The BME opened a line in 1862 from Mülheim-Styrum station on its Witten/Dortmund–Oberhausen/Duisburg line to Duisburg-Ruhrort and remarked the distances along its track in kilometres from Aachen RHE station (km 0.0) to Dortmund (km 164.3).

===Partial closure ===
In 1873 the RhE replaced its original Rheinhausen–Hochfeld train ferry by the Duisburg-Hochfeld rail bridge. Subsequently the Ruhrort–Homberg ferry quickly lost traffic. In consequence, the line between Duisburg-Homberg and Hohenbudberg became increasingly unimportant.

The Ruhrort–Homberg ferry closed on 19 May 1907. The railway line between Homberg and Trompet was damaged in the Second World War and not returned to service. Today, the only traffic north of Trompet is to the siding of the Sachtleben Chemie company.

The opening of the Lower Rhine line in 1904 established a connection between Rheinhausen and Trompet (continuing via Moers to Kleve), which proved to be more profitable, especially as it included a direct rail link to the Hohenbudberg marshalling yard. The original line between Trompet and Uerdingen was eventually closed for passenger on 30 September 1961; the closure of freight traffic followed a day later, on 1 October 1961.

===Realignment in Viersen ===
In 1917 the current track in the Viersen area was laid. Originally the line ran from the location of the modern Viersen-Helenabrunn station initially parallel to the line that is now the Mönchengladbach freight bypass (originally opened in 1909) and then running directly between Helenabrunn and Heimer (now suburbs of Viersen) to Viersen BME station. Helenabrunn station was in the higher part of Helenabrunn and Heimer. The line was moved further north, where it connected with the Neuss–Viersen line, which was originally built by the Rhenish Railway Company (Rheinische Eisenbahn-Gesellschaft, RhE), to run to Viersen RhE station (now Viersen station). After the realignment, the BME station was abandoned and demolished. As a replacement for the Helenabrunn station, Viersen-Helenabrunn station (originally Helenabrunn) was built in Neuwerker Straße on the outskirts of modern Mönchengladbach.

==Current situation ==
Although the first section of the line from Homberg to Hohenbudberg no longer exists, the greater part of the line is still in operation. Together with the western part of the Osterath–Dortmund Süd line of the former Rhenish Railway Company and its branch line from Duisburg RHE station—now part of Duisburg Hauptbahnhof—it has developed into a major regional route. The main line from Duisburg Hauptbahnhof via Duisburg-Hochfeld Süd and Hohenbudberg to Mönchengladbach Hbf is now consistently double track and electrified.
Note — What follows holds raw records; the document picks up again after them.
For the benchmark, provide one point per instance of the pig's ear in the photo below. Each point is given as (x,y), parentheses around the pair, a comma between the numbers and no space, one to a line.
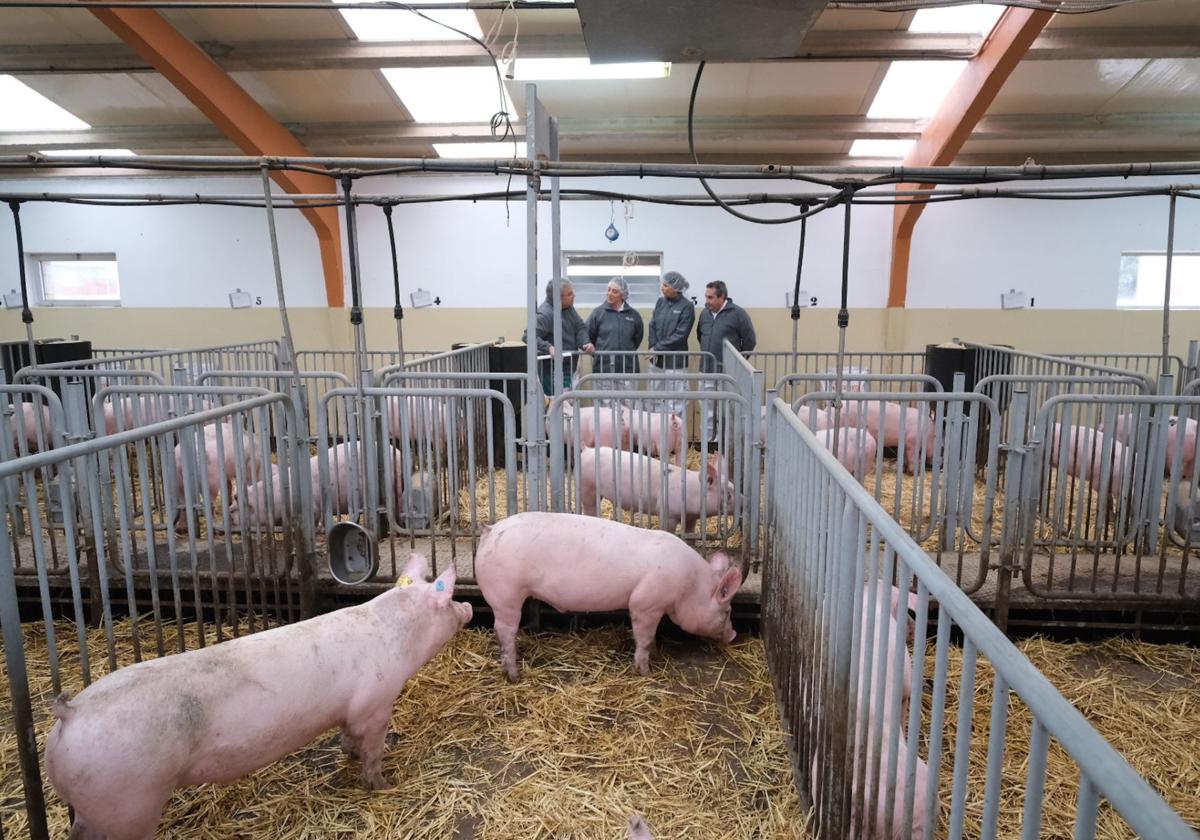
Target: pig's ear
(727,587)
(417,567)
(443,587)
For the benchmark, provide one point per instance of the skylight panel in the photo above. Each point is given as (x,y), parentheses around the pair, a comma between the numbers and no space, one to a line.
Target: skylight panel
(977,18)
(544,70)
(915,89)
(22,108)
(397,24)
(449,94)
(88,153)
(874,148)
(490,151)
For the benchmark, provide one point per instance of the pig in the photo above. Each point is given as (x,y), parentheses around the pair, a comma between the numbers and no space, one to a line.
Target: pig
(217,467)
(1127,432)
(603,427)
(1085,450)
(126,412)
(251,509)
(125,743)
(660,433)
(634,481)
(583,564)
(919,431)
(639,829)
(24,424)
(856,448)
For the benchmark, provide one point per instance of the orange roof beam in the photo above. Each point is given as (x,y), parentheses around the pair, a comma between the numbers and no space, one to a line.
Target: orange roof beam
(243,120)
(955,119)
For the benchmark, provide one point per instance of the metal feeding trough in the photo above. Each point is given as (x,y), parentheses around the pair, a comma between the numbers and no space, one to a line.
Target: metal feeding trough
(352,553)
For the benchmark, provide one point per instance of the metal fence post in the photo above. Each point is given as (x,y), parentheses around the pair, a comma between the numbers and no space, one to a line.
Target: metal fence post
(1009,535)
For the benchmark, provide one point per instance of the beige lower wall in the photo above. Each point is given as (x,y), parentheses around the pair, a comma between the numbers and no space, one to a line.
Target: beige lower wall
(1039,330)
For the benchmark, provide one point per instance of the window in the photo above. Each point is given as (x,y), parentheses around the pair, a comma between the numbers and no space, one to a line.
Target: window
(76,279)
(1144,280)
(589,273)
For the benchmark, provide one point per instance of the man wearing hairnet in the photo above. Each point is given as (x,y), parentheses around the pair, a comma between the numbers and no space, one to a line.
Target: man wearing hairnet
(670,327)
(616,329)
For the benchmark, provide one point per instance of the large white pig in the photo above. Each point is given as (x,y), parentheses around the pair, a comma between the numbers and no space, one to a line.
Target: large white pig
(251,509)
(583,564)
(1084,457)
(27,421)
(856,448)
(216,467)
(1127,432)
(660,433)
(598,427)
(634,481)
(919,431)
(213,715)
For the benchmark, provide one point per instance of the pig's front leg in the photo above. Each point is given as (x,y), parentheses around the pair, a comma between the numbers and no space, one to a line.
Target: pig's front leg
(646,627)
(508,621)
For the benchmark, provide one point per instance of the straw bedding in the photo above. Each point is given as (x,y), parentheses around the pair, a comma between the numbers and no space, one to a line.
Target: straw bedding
(570,751)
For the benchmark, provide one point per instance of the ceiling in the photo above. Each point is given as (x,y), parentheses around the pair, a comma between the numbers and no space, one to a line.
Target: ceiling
(1107,87)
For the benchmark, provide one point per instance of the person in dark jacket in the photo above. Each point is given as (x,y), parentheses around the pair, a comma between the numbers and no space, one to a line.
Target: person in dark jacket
(720,319)
(575,336)
(616,328)
(670,327)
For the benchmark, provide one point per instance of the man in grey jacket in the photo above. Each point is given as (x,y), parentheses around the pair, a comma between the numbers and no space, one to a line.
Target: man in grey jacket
(616,327)
(670,327)
(720,319)
(575,336)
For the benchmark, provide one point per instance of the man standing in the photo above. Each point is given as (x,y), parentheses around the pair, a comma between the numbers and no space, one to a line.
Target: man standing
(575,336)
(615,329)
(670,327)
(720,319)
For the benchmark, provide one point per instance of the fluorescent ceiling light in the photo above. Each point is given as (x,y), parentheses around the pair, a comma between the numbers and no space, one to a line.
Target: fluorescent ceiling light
(957,19)
(897,149)
(449,94)
(88,153)
(397,24)
(541,70)
(489,151)
(915,89)
(22,108)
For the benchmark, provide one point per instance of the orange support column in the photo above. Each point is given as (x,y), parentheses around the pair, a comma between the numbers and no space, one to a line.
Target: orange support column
(237,114)
(952,125)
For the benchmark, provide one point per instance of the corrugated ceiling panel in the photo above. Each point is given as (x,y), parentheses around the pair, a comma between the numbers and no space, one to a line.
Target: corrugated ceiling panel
(322,95)
(118,99)
(1063,87)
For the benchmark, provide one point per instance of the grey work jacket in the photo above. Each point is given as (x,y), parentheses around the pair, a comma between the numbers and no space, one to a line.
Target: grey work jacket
(615,330)
(670,327)
(712,330)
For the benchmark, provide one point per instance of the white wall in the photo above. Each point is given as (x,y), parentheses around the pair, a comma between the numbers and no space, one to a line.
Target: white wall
(965,253)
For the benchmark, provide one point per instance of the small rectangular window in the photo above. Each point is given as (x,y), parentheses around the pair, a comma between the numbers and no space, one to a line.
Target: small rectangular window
(1144,280)
(589,273)
(77,279)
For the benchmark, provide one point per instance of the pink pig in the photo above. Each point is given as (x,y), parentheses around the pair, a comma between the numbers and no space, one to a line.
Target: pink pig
(856,448)
(1127,432)
(1085,451)
(598,427)
(919,431)
(126,742)
(660,433)
(634,481)
(217,467)
(583,564)
(28,418)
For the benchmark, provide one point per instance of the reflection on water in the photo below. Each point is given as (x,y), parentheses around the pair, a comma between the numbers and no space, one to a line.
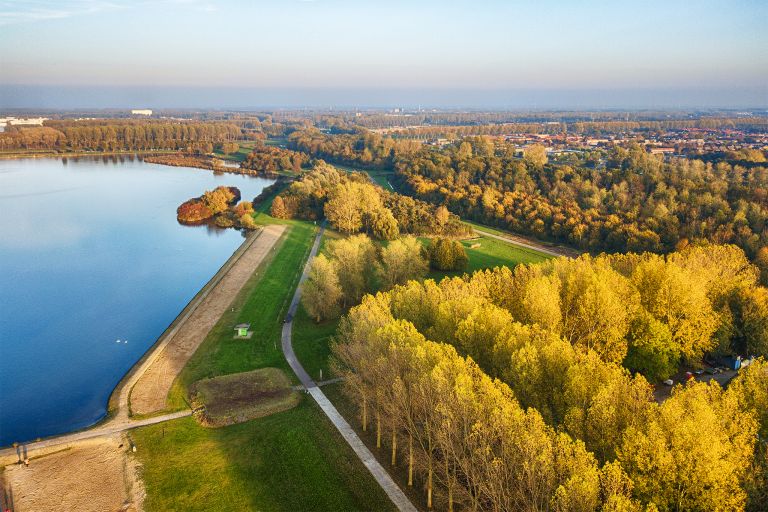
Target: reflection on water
(91,253)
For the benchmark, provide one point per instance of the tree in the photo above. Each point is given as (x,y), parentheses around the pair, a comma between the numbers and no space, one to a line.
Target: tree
(535,155)
(678,298)
(447,254)
(219,199)
(401,261)
(691,455)
(278,210)
(344,209)
(321,294)
(761,260)
(383,224)
(442,215)
(750,307)
(355,259)
(651,349)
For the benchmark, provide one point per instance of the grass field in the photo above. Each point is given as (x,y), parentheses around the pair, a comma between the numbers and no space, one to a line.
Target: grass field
(566,250)
(491,253)
(239,397)
(262,303)
(380,177)
(290,461)
(239,155)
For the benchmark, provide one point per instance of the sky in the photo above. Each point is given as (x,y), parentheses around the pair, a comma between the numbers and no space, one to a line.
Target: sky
(241,54)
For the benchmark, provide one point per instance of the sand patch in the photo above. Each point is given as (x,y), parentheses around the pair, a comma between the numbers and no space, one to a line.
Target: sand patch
(97,475)
(240,397)
(151,390)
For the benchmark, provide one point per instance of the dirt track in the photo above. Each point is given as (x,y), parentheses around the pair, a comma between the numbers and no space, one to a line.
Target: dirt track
(151,390)
(97,475)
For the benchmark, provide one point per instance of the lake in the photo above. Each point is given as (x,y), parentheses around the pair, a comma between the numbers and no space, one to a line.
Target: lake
(93,268)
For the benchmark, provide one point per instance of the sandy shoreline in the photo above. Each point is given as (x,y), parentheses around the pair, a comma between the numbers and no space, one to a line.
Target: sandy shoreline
(107,477)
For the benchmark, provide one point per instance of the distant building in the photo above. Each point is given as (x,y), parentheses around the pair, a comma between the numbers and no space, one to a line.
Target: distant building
(8,121)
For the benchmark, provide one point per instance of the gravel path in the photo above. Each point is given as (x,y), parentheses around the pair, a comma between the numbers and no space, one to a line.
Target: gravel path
(511,239)
(397,496)
(149,393)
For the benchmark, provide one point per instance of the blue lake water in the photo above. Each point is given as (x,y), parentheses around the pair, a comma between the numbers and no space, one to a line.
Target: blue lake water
(91,253)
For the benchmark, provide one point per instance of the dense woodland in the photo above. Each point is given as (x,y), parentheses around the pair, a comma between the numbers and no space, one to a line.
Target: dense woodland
(625,200)
(120,134)
(566,426)
(270,160)
(352,204)
(219,206)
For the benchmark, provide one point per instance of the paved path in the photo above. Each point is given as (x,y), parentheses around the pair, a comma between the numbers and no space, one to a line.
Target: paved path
(515,241)
(397,496)
(109,428)
(232,275)
(149,391)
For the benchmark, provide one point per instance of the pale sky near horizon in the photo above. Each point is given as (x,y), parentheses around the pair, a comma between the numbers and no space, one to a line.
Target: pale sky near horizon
(719,47)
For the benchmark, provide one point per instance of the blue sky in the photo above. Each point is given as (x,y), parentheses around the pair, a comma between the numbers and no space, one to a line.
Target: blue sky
(716,50)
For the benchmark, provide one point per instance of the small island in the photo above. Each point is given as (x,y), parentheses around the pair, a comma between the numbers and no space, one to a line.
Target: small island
(220,207)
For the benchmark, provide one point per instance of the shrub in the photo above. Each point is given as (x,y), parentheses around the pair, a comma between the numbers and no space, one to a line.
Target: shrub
(447,254)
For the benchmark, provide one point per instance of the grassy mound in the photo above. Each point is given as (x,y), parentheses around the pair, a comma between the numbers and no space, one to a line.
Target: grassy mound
(240,397)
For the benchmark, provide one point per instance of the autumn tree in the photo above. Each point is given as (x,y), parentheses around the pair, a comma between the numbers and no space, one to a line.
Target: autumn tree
(321,292)
(535,155)
(691,455)
(278,210)
(355,262)
(402,260)
(344,209)
(447,254)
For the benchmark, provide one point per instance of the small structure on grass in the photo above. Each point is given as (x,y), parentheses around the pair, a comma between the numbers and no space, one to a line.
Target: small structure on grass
(243,332)
(239,397)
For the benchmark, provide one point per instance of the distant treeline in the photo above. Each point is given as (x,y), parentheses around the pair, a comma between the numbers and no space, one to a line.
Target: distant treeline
(352,204)
(637,202)
(114,134)
(594,128)
(364,149)
(269,160)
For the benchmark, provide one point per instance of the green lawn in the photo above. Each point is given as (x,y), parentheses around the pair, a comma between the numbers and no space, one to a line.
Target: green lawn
(378,176)
(262,303)
(495,253)
(571,251)
(311,343)
(291,461)
(245,148)
(491,253)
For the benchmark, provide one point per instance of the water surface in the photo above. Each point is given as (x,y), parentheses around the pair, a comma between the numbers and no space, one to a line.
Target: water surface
(93,268)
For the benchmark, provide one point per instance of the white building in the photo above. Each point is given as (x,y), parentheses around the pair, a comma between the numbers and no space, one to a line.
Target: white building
(33,121)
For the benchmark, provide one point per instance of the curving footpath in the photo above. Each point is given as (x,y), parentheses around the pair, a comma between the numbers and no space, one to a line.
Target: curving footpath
(224,286)
(394,492)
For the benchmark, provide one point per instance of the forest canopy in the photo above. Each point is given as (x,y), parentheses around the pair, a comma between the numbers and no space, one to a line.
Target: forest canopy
(352,204)
(508,390)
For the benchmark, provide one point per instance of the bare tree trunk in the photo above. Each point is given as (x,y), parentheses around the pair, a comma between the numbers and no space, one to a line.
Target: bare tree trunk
(449,482)
(410,460)
(429,484)
(394,446)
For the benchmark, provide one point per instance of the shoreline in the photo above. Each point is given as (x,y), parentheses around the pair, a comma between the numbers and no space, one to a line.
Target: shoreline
(78,154)
(154,350)
(112,405)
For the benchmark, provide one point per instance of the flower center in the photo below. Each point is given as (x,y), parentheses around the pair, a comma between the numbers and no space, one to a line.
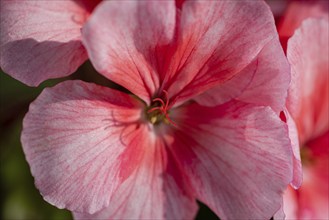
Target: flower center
(159,110)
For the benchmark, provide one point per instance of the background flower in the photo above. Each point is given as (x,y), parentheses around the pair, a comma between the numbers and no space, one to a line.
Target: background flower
(308,103)
(41,40)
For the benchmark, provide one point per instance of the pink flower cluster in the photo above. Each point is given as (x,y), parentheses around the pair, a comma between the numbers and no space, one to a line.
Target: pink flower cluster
(216,108)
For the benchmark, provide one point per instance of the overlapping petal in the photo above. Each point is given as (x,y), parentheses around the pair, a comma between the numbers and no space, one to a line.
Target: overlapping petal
(125,41)
(297,163)
(42,39)
(263,82)
(157,190)
(82,141)
(312,201)
(215,41)
(308,100)
(238,157)
(184,52)
(296,12)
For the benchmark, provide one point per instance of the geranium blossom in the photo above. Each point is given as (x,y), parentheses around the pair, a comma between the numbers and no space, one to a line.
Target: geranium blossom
(308,102)
(40,40)
(106,154)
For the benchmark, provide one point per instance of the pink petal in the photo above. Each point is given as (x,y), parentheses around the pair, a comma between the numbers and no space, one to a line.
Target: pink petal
(272,78)
(311,200)
(308,100)
(216,40)
(82,141)
(213,42)
(238,157)
(297,12)
(263,82)
(293,134)
(313,197)
(228,90)
(123,40)
(150,193)
(289,208)
(41,39)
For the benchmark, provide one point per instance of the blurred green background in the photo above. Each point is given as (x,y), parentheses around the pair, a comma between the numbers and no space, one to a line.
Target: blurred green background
(19,197)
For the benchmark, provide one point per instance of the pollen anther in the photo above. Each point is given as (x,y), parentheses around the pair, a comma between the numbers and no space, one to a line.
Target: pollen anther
(159,110)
Lack of modernisation prevents more intensive use of the line; between Duisburg Hauptbahnhof and Rheinhausen only four trains per hour can operate, one of which continues towards Moers and Xanten on the Lower Rhine line. Furthermore, the line’s tracks cross the tracks of the Lower Left Rhine line on the level in the vicinity of Krefeld station. There is a similar crossing on the level with the Mönchengladbach–Düsseldorf line near Mönchengladbach station.

===Rail services ===
The line is served every hour by a Regional-Express service, the Niers-Haard-Express (RE 42), connecting Mönchengladbach and the Lower Rhine to the western and central Ruhr area and Münster.

Only slightly slower are two Regionalbahn services, the Rhein-Niers-Bahn (RB 33) from Aachen via Mönchengladbach and Duisburg to Essen and the Emscher-Niederrhein-Bahn (RB 35), connecting Mönchengladbach, Duisburg and Gelsenkirchen, both running hourly.

===Fares ===
Fares for the entire route are set by the Rhine-Ruhr public transport association (Verkehrsverbund Rhein-Ruhr, VRR).